The Fuel to America's Fire of Innovation and Prosperity Print
By Timothy H. Lee
Tuesday, October 13 2015
[T]he simple fact is that one cannot identify an alternative IP system in the world today, or throughout human history, that has resulted in greater utility than our own.

In an excellent new piece entitled "The U.S. of Awesome:  Yep, America Still Leads the World in Innovation and Economic Dynamism," James Pethokoukis of the American Enterprise Institute (AEI) highlights how, despite our own regulatory and tax headwinds in the Era of Obama, America continues to outpace the more sclerotic socialist economies of places like Europe.  In addition to producing many more billionaire entrepreneurs and much greater turnover in corporate titans, he notes that "the US produces far more large tech start-ups than all of Europe combined." 

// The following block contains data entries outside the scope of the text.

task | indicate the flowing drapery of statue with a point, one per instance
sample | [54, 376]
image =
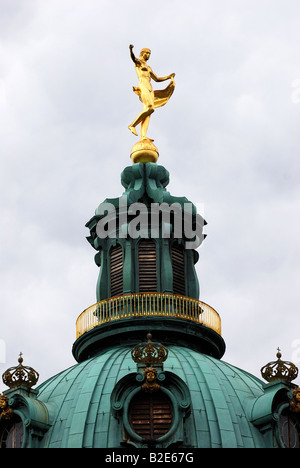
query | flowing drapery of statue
[145, 151]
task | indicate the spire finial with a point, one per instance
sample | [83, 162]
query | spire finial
[279, 370]
[20, 375]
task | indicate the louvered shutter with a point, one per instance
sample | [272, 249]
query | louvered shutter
[178, 270]
[151, 415]
[116, 271]
[147, 266]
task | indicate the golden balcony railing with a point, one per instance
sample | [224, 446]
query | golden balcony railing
[148, 305]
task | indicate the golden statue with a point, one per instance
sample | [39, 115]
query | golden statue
[150, 99]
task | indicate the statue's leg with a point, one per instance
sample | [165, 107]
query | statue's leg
[144, 117]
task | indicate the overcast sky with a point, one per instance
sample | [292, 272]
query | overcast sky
[229, 137]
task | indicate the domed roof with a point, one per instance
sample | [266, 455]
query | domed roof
[219, 397]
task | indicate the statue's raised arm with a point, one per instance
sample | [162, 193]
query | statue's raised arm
[150, 99]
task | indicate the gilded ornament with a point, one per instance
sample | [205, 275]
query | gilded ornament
[150, 385]
[149, 353]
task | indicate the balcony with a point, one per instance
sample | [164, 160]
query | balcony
[148, 305]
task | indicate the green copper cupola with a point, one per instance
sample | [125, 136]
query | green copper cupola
[146, 243]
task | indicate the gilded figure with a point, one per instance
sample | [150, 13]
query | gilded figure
[150, 99]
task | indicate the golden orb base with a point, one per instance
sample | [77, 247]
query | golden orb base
[144, 151]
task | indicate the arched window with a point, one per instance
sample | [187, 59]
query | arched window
[177, 254]
[147, 266]
[116, 271]
[151, 415]
[12, 433]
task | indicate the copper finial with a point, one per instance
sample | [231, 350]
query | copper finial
[20, 375]
[279, 370]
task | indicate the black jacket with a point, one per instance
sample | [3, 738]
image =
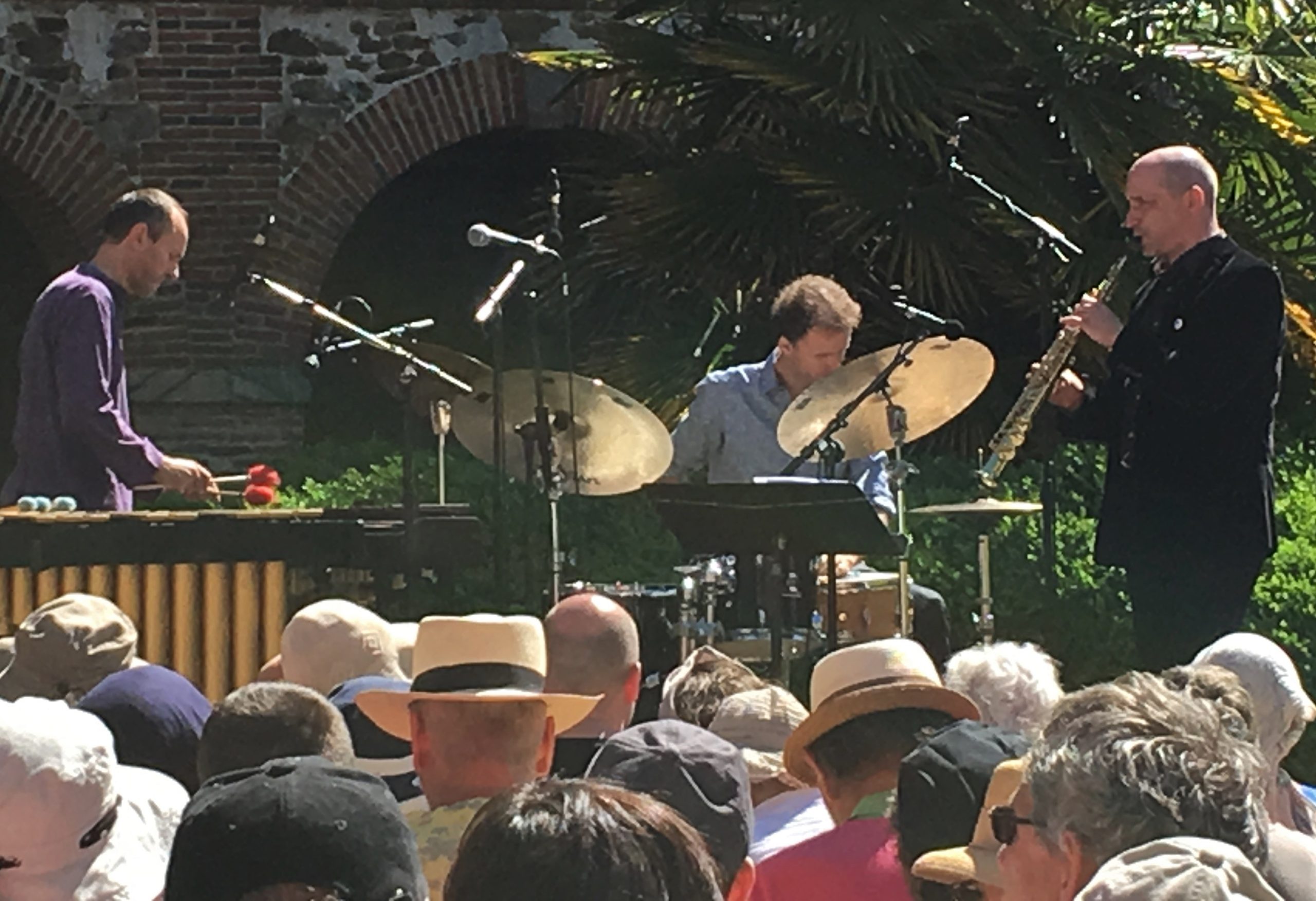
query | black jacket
[1187, 412]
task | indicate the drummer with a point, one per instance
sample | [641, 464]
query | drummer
[729, 432]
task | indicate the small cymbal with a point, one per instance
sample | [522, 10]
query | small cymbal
[940, 380]
[982, 505]
[620, 445]
[427, 389]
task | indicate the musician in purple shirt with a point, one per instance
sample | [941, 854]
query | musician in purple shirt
[73, 432]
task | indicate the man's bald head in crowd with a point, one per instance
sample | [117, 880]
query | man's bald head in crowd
[594, 649]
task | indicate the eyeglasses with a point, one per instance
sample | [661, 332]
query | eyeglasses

Although Pethokoukis doesn't delve deeply into causal factors, the fact is that much of the credit goes to our system of intellectual property (IP) protections. 

Specifically, the U.S. maintains the world's strongest legal protections for IP.  And what do we have to show for it?  Only the most innovative, prosperous, powerful and artistically prolific society in human history. 

That relationship isn't coincidental, but rather causal and intentional.  Our Founding Fathers, in devising a constitutional republic unprecedented in the human experience, specifically included protection for IP rights in the text of the Constitution they created.  Article I, Section 8 provides that, "Congress shall have Power ... To promote the Progress of Science and useful Arts, by securing for limited Times to Authors and Inventors the exclusive Right to their respective Writings and Discoveries." 

The Founders recognized that, as with every other type of property, protection of intellectual property in the form of patent, copyright and trademark recognized individuals' inherent right to the fruits of their own labor while also incentivizing productive activity.  As James Madison, the Father of the Constitution, emphasized, "The public good fully coincides in both cases with the claims of individuals." 

Several decades later, onetime patent attorney Abraham Lincoln observed that, "The patent system added the fuel of interest to the fire of genius in the discovery and production of new and useful things."  And as the Supreme Court confirmed a century after that, "encouragement of individual effort by personal gain is the best way to advance public welfare through the talents of authors and inventors," while "sacrificial days devoted to such creative activities deserve rewards commensurate with the services rendered." 

Thus, America's strong historical protection of IP rights reflects both the importance of economic incentives - the utilitarian angle - as well as the recognition that free people possess a natural right to the fruits of their labor and investment. 

So why does all of this matter at the moment? 

Because our system of IP rights remains under deliberate assault both domestically and from abroad. 

Overseas, nations with weaker IP laws seek to wrangle concessions from the U.S. in negotiating free trade agreements.  Although free trade agreements offer a critical path toward even greater prosperity for America and our trading partners alike, we shouldn't allow other countries to exploit them to weaken our IP protections and jeopardize our position of global leadership in innovation and discovery. 

And here in the U.S., skeptics and special interests who seek to weaken IP rights claim that the Constitution's IP protections are utilitarian in nature, as opposed to natural rights.  The obvious flaw in that claim is that utilitarianism obtained more widespread popular currency in the 19th century, several decades after the Founding Fathers drafted the Declaration of Independence and Constitution.  They were steeped not in cold utilitarianism, but rather the natural rights theories of John Locke, who observed that, "a person rightly claims ownership in her works to the extent that her labor resulted in their existence." 

Even accepting for the sake of argument, however, that America's IP protections arose from solely utilitarian rather than natural rights ideals among the Founders, the simple fact is that one cannot identify an alternative IP system in the world today, or throughout human history, that has resulted in greater utility than our own. 

There are hundreds of nations across the world today, and countless other nations and societies throughout human history, that have maintained weaker IP protections than the U.S.  But not a single one even approaches the U.S. in terms of scientific, artistic, pharmaceutical and technological innovation.  Nor does any society today or throughout history rival the U.S. in terms of resulting prosperity and power. 

That straightforward correlation may not, standing alone, forever settle our ongoing IP debate.  At the very least, however, it shifts an extremely heavy burden of proof to anyone contending that our patent, copyright and trademark laws are too protective and should be relaxed. 

That heavy burden of proof is one that opponents of America's tradition of strong IP protections have yet to carry.